Conversation with U.S. House of Representatives: Discussing Crypto Policy, CBDC, and Modern Monetary Theory

Time:2022-01-14 Source: 617 views Trending Copy share

The U.S. House of Representatives has successively launched a number of cryptocurrency-related bills. Recently, CoinMetrics co-founder Nic Carter took this topic to talk to Rep. Tom Emmer from Minnesota.

He is the co-chair of the Blockchain Caucus and one of the most active advocates of cryptocurrencies. The two sides discussed topics such as crypto policy, CBDC and Modern Monetary Theory (MMT) in 2022, trying to clarify the impact of cryptocurrencies on the existing world.

Tom Emmer: A few years ago, I learned about a theory called Capitalist Information Theory, which involves a wealth of knowledge. Economic growth is actually the result of knowledge growth. As an entrepreneur like you, take risks and learn from the risks you take. Assuming you work in a truly free market, this knowledge advances. Not only are you doing better as entrepreneurs, but our quality of life as a society has improved dramatically. The result is that the real economy grows amid an expansion of wealth. And politicians like to call it prosperity in general terms.

Nicolas Carter: It's very important to stay in sync with cryptocurrencies and blockchain, I feel like I'm always inundated with information, but how do you stay in sync with that?

Tom Emmer: Frankly, the financial system has been mismanaged for decades. The Fed has been manipulating the market and controlling interest rates. Near-zero interest rates are actually fraudulent because you are not pricing capital. At its real price, you are actually borrowing money from tomorrow.
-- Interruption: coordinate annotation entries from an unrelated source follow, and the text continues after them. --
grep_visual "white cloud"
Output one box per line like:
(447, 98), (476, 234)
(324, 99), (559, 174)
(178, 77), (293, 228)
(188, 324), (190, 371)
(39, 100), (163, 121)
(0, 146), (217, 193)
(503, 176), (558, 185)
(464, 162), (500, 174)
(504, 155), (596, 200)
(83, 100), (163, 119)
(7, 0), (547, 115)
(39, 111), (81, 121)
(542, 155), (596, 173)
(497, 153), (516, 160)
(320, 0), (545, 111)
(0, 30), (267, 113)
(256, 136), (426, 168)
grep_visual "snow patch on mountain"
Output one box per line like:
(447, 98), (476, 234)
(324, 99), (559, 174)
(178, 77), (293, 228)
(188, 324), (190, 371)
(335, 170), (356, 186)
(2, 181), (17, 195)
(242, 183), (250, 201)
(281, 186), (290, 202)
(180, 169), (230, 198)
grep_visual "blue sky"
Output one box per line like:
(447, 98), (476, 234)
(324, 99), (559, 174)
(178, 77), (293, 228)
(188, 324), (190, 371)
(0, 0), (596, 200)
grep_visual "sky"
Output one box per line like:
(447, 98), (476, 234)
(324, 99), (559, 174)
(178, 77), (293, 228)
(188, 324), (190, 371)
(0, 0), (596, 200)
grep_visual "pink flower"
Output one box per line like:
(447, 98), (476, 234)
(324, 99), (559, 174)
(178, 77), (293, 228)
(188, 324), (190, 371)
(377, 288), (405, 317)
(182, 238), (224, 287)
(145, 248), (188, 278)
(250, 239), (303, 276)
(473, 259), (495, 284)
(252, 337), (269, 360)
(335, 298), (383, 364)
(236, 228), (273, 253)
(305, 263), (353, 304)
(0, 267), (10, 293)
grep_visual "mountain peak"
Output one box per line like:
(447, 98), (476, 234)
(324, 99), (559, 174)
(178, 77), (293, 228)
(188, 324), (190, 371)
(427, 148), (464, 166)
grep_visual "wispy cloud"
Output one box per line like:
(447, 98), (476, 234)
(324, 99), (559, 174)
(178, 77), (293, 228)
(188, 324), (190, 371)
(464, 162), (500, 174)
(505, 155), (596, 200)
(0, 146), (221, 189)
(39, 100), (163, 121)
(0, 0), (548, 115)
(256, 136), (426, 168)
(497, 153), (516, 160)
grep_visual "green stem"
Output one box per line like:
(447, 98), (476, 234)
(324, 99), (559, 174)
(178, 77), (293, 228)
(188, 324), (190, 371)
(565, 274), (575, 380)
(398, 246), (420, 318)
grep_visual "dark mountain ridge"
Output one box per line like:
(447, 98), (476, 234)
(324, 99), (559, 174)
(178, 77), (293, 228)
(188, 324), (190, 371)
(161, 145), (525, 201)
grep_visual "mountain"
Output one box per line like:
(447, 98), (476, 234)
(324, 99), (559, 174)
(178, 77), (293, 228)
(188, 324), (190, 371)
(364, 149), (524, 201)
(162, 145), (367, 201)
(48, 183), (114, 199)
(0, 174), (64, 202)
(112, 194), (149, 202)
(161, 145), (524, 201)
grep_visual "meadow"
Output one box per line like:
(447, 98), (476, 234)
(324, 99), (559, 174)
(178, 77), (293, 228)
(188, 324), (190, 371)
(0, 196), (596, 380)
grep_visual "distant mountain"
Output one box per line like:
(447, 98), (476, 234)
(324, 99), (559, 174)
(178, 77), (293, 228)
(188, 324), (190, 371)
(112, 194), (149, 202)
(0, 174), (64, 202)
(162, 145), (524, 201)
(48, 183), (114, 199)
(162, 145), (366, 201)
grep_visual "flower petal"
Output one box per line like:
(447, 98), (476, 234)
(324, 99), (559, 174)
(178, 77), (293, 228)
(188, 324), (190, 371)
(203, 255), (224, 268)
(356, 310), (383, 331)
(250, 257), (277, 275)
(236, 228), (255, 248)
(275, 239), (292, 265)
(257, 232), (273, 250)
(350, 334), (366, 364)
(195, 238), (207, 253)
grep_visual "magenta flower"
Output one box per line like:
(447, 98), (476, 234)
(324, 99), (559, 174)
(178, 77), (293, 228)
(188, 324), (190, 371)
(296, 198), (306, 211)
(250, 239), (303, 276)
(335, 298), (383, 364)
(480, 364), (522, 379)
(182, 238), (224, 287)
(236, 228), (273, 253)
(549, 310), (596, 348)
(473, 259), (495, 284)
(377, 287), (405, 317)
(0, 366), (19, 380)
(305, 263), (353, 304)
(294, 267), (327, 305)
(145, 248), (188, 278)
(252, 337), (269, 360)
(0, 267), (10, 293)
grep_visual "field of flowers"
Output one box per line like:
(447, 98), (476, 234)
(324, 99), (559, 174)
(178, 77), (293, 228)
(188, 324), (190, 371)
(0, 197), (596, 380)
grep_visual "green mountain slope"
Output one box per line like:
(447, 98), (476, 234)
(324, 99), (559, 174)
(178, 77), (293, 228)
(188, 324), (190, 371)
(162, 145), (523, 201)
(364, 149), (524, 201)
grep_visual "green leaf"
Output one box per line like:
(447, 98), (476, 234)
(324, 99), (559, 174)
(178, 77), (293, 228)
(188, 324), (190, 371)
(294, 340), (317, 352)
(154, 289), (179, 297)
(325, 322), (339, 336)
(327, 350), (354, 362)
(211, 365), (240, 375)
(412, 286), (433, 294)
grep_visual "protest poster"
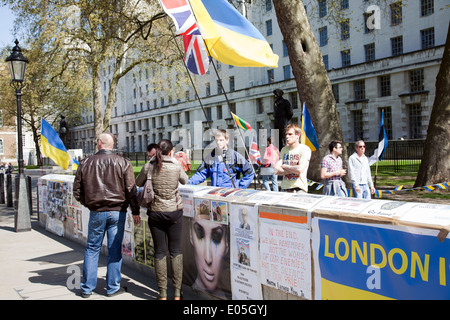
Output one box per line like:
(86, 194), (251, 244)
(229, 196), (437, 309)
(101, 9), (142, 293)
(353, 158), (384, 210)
(259, 207), (312, 299)
(312, 218), (450, 300)
(229, 203), (262, 300)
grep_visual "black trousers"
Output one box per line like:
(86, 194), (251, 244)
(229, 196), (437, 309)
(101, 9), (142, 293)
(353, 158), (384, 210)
(147, 210), (183, 260)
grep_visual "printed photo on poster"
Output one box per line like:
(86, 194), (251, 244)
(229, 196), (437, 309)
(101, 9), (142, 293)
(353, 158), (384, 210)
(194, 198), (211, 220)
(211, 200), (228, 224)
(181, 215), (231, 299)
(260, 215), (312, 300)
(229, 203), (262, 300)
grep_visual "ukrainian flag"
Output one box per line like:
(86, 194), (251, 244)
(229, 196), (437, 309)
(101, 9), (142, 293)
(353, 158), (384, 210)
(189, 0), (278, 68)
(41, 119), (71, 170)
(301, 104), (319, 151)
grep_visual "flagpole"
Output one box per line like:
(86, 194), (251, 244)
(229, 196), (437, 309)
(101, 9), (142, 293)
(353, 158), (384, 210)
(163, 22), (236, 188)
(186, 1), (256, 170)
(167, 22), (211, 129)
(209, 57), (256, 184)
(373, 109), (384, 189)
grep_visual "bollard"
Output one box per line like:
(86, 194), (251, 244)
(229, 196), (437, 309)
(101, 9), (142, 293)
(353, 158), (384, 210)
(0, 172), (5, 204)
(6, 173), (13, 207)
(14, 174), (20, 211)
(26, 176), (33, 216)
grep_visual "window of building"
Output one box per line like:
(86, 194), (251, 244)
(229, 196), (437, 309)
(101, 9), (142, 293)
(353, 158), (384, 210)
(353, 79), (366, 100)
(363, 11), (375, 33)
(420, 28), (434, 49)
(364, 43), (375, 62)
(283, 40), (289, 57)
(391, 1), (403, 26)
(378, 75), (391, 97)
(283, 65), (291, 80)
(319, 27), (328, 47)
(378, 107), (392, 140)
(341, 49), (352, 67)
(322, 54), (330, 70)
(331, 84), (339, 103)
(341, 19), (350, 40)
(407, 103), (422, 139)
(228, 76), (235, 92)
(420, 0), (434, 17)
(391, 36), (403, 56)
(256, 98), (264, 114)
(319, 0), (327, 18)
(289, 92), (298, 109)
(266, 20), (273, 36)
(409, 69), (425, 92)
(229, 102), (236, 113)
(217, 80), (223, 94)
(216, 106), (223, 120)
(267, 69), (275, 83)
(352, 110), (364, 141)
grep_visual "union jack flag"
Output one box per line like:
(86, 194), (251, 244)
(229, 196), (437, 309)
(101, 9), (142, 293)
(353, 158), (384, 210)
(250, 134), (261, 167)
(160, 0), (210, 75)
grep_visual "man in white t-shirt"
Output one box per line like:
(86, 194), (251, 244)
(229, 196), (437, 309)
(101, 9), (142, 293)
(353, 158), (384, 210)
(275, 123), (311, 192)
(348, 140), (375, 199)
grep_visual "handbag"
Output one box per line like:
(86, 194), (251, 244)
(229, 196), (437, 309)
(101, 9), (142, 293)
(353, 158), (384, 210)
(137, 164), (155, 209)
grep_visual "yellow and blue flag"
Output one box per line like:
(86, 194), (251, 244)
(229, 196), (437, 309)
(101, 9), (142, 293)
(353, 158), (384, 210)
(41, 119), (71, 170)
(189, 0), (278, 68)
(301, 104), (320, 151)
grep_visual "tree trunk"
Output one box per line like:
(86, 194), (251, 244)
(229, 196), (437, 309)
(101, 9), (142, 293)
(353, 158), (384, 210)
(273, 0), (347, 181)
(92, 65), (104, 151)
(414, 24), (450, 187)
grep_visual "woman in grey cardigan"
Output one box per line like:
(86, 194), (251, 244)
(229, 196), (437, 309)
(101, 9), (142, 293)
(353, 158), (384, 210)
(137, 139), (188, 300)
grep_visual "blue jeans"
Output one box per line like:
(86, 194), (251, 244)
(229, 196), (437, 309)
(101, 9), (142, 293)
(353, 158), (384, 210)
(352, 184), (372, 199)
(81, 211), (126, 294)
(262, 174), (278, 192)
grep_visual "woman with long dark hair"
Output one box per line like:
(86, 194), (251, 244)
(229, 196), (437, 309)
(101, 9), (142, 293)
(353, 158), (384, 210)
(136, 139), (188, 300)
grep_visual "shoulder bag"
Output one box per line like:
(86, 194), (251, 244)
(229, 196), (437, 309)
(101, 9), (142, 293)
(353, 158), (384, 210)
(137, 164), (155, 209)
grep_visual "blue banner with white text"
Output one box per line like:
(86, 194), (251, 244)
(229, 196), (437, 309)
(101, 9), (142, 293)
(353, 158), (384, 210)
(316, 219), (450, 300)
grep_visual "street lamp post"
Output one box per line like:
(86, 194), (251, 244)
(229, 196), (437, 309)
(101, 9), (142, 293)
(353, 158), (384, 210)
(5, 40), (31, 232)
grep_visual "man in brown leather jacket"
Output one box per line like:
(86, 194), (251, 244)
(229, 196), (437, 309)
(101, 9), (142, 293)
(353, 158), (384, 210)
(73, 133), (140, 298)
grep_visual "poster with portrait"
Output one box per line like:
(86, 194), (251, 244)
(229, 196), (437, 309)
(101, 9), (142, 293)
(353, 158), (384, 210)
(229, 203), (263, 300)
(259, 208), (312, 300)
(181, 212), (231, 299)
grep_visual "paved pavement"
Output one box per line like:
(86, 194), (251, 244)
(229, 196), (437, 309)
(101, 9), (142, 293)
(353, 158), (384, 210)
(0, 172), (208, 301)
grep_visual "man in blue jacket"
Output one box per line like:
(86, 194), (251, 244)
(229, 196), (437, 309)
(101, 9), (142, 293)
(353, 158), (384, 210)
(189, 129), (254, 189)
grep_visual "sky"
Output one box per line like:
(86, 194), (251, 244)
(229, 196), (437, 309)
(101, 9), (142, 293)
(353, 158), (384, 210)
(0, 7), (20, 48)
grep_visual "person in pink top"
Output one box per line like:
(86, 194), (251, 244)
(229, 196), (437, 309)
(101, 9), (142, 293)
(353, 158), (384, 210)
(173, 144), (191, 174)
(261, 137), (280, 192)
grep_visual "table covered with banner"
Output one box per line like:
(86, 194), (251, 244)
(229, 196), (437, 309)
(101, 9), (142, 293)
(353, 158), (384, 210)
(38, 175), (450, 300)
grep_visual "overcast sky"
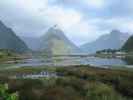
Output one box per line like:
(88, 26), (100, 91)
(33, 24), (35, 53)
(0, 0), (133, 45)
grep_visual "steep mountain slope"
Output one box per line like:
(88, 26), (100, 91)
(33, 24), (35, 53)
(21, 36), (41, 51)
(81, 30), (129, 53)
(122, 36), (133, 52)
(0, 21), (28, 53)
(40, 27), (80, 55)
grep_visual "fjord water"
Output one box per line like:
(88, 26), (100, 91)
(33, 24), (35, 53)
(1, 56), (133, 68)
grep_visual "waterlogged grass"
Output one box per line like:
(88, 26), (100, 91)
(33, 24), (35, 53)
(0, 66), (133, 100)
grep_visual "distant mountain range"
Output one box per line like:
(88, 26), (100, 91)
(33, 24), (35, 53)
(21, 36), (41, 51)
(39, 26), (80, 55)
(122, 36), (133, 52)
(80, 30), (130, 53)
(0, 21), (29, 53)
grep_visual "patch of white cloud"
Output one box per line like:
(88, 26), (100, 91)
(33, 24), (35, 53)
(83, 0), (106, 9)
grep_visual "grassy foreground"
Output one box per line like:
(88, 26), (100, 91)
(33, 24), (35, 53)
(0, 66), (133, 100)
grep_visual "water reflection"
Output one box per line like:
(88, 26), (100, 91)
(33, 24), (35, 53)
(0, 56), (133, 67)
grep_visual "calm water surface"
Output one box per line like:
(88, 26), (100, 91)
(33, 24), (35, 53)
(0, 56), (132, 67)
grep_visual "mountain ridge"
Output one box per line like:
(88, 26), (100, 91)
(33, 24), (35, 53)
(80, 30), (130, 53)
(0, 21), (29, 53)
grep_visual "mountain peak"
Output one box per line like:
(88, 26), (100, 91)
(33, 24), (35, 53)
(110, 29), (123, 36)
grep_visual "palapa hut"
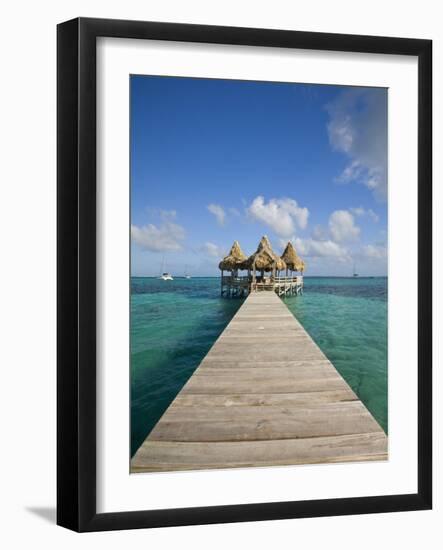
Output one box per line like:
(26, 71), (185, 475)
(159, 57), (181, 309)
(218, 236), (305, 297)
(218, 241), (246, 274)
(281, 242), (306, 275)
(241, 235), (286, 281)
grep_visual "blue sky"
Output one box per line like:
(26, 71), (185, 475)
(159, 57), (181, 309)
(130, 76), (387, 276)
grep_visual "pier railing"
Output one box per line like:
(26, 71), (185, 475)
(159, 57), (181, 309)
(221, 275), (303, 296)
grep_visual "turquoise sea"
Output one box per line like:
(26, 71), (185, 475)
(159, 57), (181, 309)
(131, 277), (388, 454)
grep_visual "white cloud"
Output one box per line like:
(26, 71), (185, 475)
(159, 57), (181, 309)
(362, 244), (388, 260)
(246, 196), (309, 237)
(312, 225), (329, 241)
(349, 206), (380, 223)
(329, 210), (360, 242)
(292, 238), (349, 261)
(349, 206), (366, 216)
(200, 242), (226, 259)
(131, 221), (185, 252)
(326, 88), (387, 200)
(207, 203), (226, 225)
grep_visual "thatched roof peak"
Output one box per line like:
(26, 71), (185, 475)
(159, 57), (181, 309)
(242, 235), (286, 271)
(218, 241), (246, 271)
(281, 242), (305, 271)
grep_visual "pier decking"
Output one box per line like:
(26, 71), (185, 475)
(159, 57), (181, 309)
(131, 292), (387, 472)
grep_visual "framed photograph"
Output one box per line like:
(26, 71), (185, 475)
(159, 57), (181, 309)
(57, 18), (432, 531)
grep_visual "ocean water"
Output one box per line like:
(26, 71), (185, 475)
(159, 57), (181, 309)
(131, 277), (388, 454)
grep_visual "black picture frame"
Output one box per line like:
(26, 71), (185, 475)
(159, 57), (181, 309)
(57, 18), (432, 531)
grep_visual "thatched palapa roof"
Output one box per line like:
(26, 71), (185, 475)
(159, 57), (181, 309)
(240, 235), (286, 271)
(218, 241), (246, 271)
(281, 242), (306, 271)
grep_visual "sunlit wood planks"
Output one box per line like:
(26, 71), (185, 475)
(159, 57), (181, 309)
(131, 292), (387, 472)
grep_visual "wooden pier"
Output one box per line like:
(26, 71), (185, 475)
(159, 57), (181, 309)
(220, 274), (303, 298)
(131, 292), (387, 472)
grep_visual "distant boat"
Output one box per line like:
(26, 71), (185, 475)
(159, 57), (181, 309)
(158, 256), (174, 281)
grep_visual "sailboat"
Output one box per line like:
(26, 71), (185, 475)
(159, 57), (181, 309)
(158, 256), (174, 281)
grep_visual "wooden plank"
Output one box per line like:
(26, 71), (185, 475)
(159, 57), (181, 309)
(174, 388), (358, 414)
(131, 292), (387, 472)
(132, 432), (387, 472)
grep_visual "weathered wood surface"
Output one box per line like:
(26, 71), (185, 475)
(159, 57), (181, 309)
(131, 292), (387, 472)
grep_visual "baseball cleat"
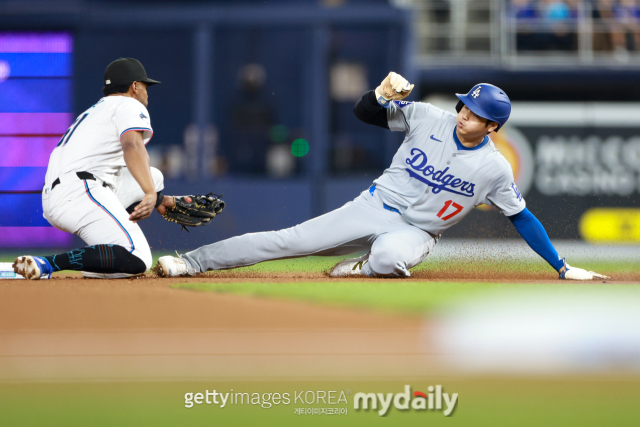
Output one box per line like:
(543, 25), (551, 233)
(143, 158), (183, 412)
(82, 271), (143, 279)
(12, 255), (53, 280)
(158, 256), (196, 277)
(329, 254), (369, 277)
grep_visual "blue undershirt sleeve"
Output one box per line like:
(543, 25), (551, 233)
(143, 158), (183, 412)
(507, 208), (564, 271)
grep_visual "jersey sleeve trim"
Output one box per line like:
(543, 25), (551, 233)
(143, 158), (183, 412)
(120, 127), (153, 145)
(120, 127), (153, 139)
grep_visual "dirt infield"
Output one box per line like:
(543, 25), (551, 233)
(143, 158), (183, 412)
(0, 277), (436, 382)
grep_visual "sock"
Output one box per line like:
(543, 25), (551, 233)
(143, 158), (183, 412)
(43, 245), (147, 274)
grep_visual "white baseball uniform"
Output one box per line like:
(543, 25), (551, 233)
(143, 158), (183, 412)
(42, 96), (164, 269)
(178, 101), (525, 276)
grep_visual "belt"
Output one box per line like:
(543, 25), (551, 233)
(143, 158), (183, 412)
(51, 172), (108, 190)
(369, 184), (400, 213)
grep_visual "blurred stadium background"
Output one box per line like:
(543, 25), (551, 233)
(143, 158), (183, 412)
(0, 0), (640, 251)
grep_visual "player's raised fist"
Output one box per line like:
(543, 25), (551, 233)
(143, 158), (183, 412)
(376, 71), (413, 106)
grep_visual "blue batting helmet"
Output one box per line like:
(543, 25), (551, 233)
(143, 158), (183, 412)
(456, 83), (511, 131)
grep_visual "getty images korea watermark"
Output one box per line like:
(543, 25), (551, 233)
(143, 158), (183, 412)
(184, 385), (458, 417)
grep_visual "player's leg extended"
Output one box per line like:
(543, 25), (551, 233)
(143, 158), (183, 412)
(172, 196), (397, 272)
(14, 180), (151, 279)
(362, 224), (437, 277)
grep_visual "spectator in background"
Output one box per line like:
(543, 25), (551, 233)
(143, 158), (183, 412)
(511, 0), (541, 51)
(538, 0), (577, 50)
(228, 63), (274, 174)
(511, 0), (579, 51)
(611, 0), (640, 56)
(593, 0), (640, 62)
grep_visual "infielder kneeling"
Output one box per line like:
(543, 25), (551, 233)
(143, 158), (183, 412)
(159, 73), (605, 280)
(13, 58), (224, 279)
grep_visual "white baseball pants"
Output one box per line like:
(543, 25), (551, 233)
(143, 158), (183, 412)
(42, 168), (164, 269)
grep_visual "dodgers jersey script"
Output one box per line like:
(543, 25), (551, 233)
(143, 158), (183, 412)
(374, 101), (526, 234)
(45, 96), (153, 187)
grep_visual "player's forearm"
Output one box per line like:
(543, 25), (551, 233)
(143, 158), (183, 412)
(353, 90), (389, 129)
(121, 132), (156, 194)
(508, 208), (563, 271)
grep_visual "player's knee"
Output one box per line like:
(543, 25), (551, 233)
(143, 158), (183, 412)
(110, 245), (152, 274)
(151, 167), (164, 191)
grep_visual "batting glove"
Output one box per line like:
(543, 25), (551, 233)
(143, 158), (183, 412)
(376, 71), (413, 108)
(559, 258), (610, 280)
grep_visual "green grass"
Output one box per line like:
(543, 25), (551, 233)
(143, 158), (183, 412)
(0, 377), (640, 427)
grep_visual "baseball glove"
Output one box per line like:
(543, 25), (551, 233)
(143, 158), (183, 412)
(162, 193), (225, 232)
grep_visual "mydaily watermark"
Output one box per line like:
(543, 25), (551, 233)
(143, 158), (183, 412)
(184, 385), (458, 417)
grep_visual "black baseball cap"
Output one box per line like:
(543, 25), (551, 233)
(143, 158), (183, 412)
(104, 58), (160, 87)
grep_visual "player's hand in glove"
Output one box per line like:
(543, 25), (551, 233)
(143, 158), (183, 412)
(376, 71), (413, 108)
(559, 259), (610, 280)
(162, 193), (225, 232)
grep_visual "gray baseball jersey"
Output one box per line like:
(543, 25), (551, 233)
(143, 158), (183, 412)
(374, 101), (526, 234)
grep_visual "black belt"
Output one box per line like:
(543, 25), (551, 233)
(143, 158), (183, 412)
(51, 172), (107, 190)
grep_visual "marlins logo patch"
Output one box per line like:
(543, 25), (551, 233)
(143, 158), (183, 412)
(393, 101), (411, 108)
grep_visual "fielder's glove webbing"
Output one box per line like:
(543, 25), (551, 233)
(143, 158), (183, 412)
(163, 193), (225, 232)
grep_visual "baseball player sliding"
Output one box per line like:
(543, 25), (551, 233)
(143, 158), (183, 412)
(159, 73), (605, 280)
(13, 58), (224, 279)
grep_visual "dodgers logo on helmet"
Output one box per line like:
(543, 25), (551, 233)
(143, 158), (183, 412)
(393, 101), (411, 108)
(456, 83), (511, 129)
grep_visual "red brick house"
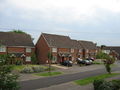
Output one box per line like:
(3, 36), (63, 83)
(35, 33), (96, 64)
(103, 46), (120, 60)
(79, 41), (97, 58)
(0, 32), (35, 64)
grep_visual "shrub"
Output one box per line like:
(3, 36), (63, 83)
(111, 80), (120, 90)
(98, 81), (113, 90)
(21, 66), (34, 73)
(93, 79), (104, 90)
(16, 60), (22, 65)
(0, 55), (19, 90)
(32, 66), (45, 72)
(93, 80), (120, 90)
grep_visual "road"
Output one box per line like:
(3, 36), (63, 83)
(20, 67), (120, 90)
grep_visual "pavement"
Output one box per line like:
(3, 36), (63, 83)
(37, 71), (120, 90)
(20, 61), (120, 90)
(20, 67), (120, 90)
(19, 65), (104, 81)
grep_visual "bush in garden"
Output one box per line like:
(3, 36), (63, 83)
(21, 66), (34, 73)
(0, 55), (19, 90)
(93, 79), (104, 90)
(111, 80), (120, 90)
(93, 80), (120, 90)
(98, 81), (113, 90)
(32, 66), (45, 72)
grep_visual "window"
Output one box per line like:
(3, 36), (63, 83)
(26, 48), (31, 52)
(26, 57), (31, 61)
(52, 48), (57, 52)
(0, 46), (6, 52)
(71, 49), (74, 53)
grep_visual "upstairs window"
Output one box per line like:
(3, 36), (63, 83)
(52, 48), (57, 52)
(26, 48), (31, 53)
(0, 46), (6, 52)
(71, 48), (74, 53)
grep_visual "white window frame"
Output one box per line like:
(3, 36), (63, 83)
(26, 48), (32, 53)
(0, 46), (6, 52)
(26, 56), (31, 62)
(52, 48), (57, 52)
(71, 48), (74, 53)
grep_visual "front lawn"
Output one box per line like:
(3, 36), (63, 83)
(75, 73), (120, 85)
(35, 72), (62, 76)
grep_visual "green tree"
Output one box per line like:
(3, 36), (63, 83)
(96, 51), (115, 74)
(48, 52), (53, 75)
(31, 53), (38, 64)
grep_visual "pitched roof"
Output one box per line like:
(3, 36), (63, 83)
(42, 33), (71, 48)
(0, 32), (34, 47)
(79, 40), (97, 49)
(42, 33), (96, 49)
(71, 40), (83, 49)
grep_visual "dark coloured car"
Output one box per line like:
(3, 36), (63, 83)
(61, 60), (73, 67)
(76, 58), (85, 64)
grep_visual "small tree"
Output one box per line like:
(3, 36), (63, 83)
(48, 52), (53, 75)
(31, 53), (38, 64)
(96, 51), (115, 74)
(0, 55), (19, 90)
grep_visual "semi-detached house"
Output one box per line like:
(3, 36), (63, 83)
(35, 33), (97, 64)
(0, 32), (35, 64)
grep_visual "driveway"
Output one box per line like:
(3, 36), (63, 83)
(20, 67), (120, 90)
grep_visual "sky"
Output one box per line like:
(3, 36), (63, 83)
(0, 0), (120, 46)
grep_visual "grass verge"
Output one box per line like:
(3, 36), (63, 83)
(35, 72), (62, 76)
(12, 65), (50, 71)
(74, 73), (120, 85)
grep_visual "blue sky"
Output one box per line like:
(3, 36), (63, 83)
(0, 0), (120, 46)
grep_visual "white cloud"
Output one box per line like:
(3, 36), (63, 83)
(0, 0), (120, 23)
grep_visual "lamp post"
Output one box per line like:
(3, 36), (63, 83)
(21, 54), (25, 64)
(10, 54), (15, 64)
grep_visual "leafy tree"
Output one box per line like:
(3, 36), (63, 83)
(0, 55), (19, 90)
(96, 51), (115, 74)
(48, 52), (53, 75)
(31, 53), (38, 64)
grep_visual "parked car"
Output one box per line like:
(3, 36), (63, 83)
(87, 57), (95, 61)
(61, 60), (73, 67)
(84, 60), (91, 65)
The White House is full of new MMT theorists who believe that as long as governments control their own fiat currencies, they can print money recklessly. Isn't cryptocurrencies a direct result of this behavior?

That's what we're ultimately going to focus on, because the Fed is manipulating the cost of capital, driving down the cost of capital, and I use the word fraud because it's very strong. But it's a tool they use to manipulate the cost of capital, so it's not really the cost of capital. So capital doesn't go where it would normally go. In fact, it's kind of like Medicare. If you reimburse people more for coronavirus-related deaths in the U.S., there are more coronavirus-related deaths, and I'm not saying that's happening. This is an analogy. When you incentivize the market, the market can be very selfish. They will use this incentive to their advantage, rather than letting the market do it on their own initiative.

In my opinion, these MMT believers are legacy institutions who are now in conflict with people in crypto like you and the crypto community. Because of the mismanagement of monetary policy, the crypto community has taken its place. When you do this with interest rates, when the next crisis comes, you guess the cost of capital will price itself properly and the assets will return to their real value. But debt will remain high. What does this mean for those in the crypto community who have discovered an alternative store of value? People like to compare cryptocurrencies to gold. But I think, whether people know it or not, what they're doing is protecting themselves from intermediaries that actually distort the market.

Nicolas Carter: I think your analysis is very sharp. If you know Balaji Srinivasan, he also stated that the most influential battle of the next 10 years is the battle for effective sound money between cryptocurrencies and modern monetary theorists. MMT thinks they are not the establishment, but a group of outsiders. In the second quarter of 2020, government spending exceeded 50% of GDP. It seems to me like a normalization of MMT, like a secret implementation of MMT in Washington.

Tom Emmer: I don't think it's a secret. I think it's pretty obvious, overt. MMT people don't want to be seen as the establishment. If they abandon their ideology and allow their greed, desire, and interests to flourish, they will have to admit that doing so will never work out. Looking at the evolution of the crypto community, before 2008, you really didn't have much experience until the mysterious Satoshi Nakamoto came along. At first, the traditional financial industry and institutions did not pay much attention to this because they thought it was just a flash in the bubble.

in the US and around the world. The U.S. dollar remains the reserve currency, while cryptocurrencies have begun to flourish. Over the next 10 years, see if the disruptive force of cryptocurrencies will ultimately prevail. One is about personal liberty, the other is more about you handing over your identity to a central authority.

Nicolas Carter: Moving on to the topic of stablecoin CBDC, which is the most attractive topic for me. Just on the topic of the level of spending we've seen in the last two years, I'm disappointed by Republicans in Congress who, in my opinion, have not resisted the massive fiscal shock we've seen since 2020.